Another important feature recently recognised is the variation in DMS yield from consumed DMSP_d, ranging between 1% and 100%. This appears not only to be related to the bacterial community structure and its productivity as presented in the DMSP-availability hypothesis of Kiene et al. (2000), but also to the ability of phytoplankton cells to cleave DMSP into DMS. There is ample evidence that within aggregates, during viral lysis, autolysis and grazing the DMS yield from released DMSP is related to the DMSP-lyase activity of the phytoplankton involved. This argues for the implementation of group-specific DMSP-lyase activity for algae in modelling studies. As a result, the DMS yield during grazing and lysis, but also the conversion of the dissolved DMSP pool will be affected by the dominant algal group. Van den Berg et al. (1996) already showed that this was vital to her model in order to reproduce the DMS peak during a Phaeocystis bloom. Nonetheless, group-specific DMSP-lyase activity has not been implemented in recent models.

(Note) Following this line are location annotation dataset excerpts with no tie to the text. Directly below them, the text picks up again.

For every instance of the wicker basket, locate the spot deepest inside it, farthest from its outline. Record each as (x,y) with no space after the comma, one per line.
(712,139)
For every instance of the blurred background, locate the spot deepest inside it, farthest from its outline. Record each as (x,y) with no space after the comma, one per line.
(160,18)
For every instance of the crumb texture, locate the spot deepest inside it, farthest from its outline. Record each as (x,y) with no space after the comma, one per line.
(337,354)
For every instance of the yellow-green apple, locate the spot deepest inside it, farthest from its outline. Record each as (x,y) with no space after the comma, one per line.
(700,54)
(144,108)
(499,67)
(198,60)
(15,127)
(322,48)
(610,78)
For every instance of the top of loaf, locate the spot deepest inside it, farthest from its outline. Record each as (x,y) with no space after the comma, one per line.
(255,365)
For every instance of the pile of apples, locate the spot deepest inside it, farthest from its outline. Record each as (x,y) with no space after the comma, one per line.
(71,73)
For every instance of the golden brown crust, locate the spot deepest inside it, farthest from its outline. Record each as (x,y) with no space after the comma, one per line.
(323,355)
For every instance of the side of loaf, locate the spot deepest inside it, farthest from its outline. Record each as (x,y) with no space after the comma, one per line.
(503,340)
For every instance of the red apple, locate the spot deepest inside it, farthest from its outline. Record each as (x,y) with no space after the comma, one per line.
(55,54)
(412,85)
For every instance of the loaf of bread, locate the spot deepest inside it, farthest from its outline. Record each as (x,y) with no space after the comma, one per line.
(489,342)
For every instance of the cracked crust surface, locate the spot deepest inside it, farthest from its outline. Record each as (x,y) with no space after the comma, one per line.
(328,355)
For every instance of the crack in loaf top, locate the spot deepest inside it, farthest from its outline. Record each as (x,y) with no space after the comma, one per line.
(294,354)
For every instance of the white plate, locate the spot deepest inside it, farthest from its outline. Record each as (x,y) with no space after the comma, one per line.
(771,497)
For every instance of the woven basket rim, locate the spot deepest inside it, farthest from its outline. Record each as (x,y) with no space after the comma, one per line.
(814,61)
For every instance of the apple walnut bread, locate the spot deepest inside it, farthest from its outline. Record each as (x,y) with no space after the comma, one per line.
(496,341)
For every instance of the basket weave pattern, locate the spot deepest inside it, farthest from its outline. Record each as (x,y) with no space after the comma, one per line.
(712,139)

We recommend distinguishing six phytoplankton groups, based on their size, DMSP content, DMSP-lyase activity and interactions with grazers (Table 6). The diatoms and dinoflagellates are taxonomically well defined and have for reasons of simplification been confined to the larger size class. The dinoflagellates are characterised by having DMSP-lyase. We propose that the diatoms are the only group in which nutrients have a distinct effect on the DMSP:C ratio. Although they have only low levels of DMSP, their global importance may make this nutrient dependency an important controlling factor. More dedicated experiments are needed to be able to quantify the effect of nutrient limitations on the DMSP content of other groups. The phytoflagellates are a highly diverse group that contains the haptophytes, including Phaeocystis and coccolithophorids, several larger prasinophytes, such as Tetraselmis, but possibly also the smaller dinoflagellates. Although this group also holds non-DMSP-containing algae, it seems justifiable from Table 1 to assign this group as DMSP producers. Given the importance of algal DMSP-lyase activity, we propose the division of this group into two subgroups, based on this property: The phytoflagellates B contain DMSP-lyase and are represented by species such as Phaeocystis and E. huxleyi and possibly small dinoflagellates. They are potentially less grazed by microzooplankton than the phytoflagellates A, due to their DMSP-lyase activity. The picoplankton is a very heterogeneous group that is difficult to identify and describe for modelling purposes, but nonetheless very important for biogeochemical fluxes in open ocean areas. In order to address the heterogeneous nature of this group, we recommend separation between eukaryotic picoplankton, which do contribute to DMSP_p and prokaryotic picoplankton, with no intracellular DMSP_p.

Table 6 Recommended phytoplankton groups

With the current overview, we hope to have given better insight into the various pathways and constraints; to have provided the modelling community with the means to parameterise these pathways in order to improve their models and to have highlighted areas where knowledge is limited and requires future laboratory and field studies.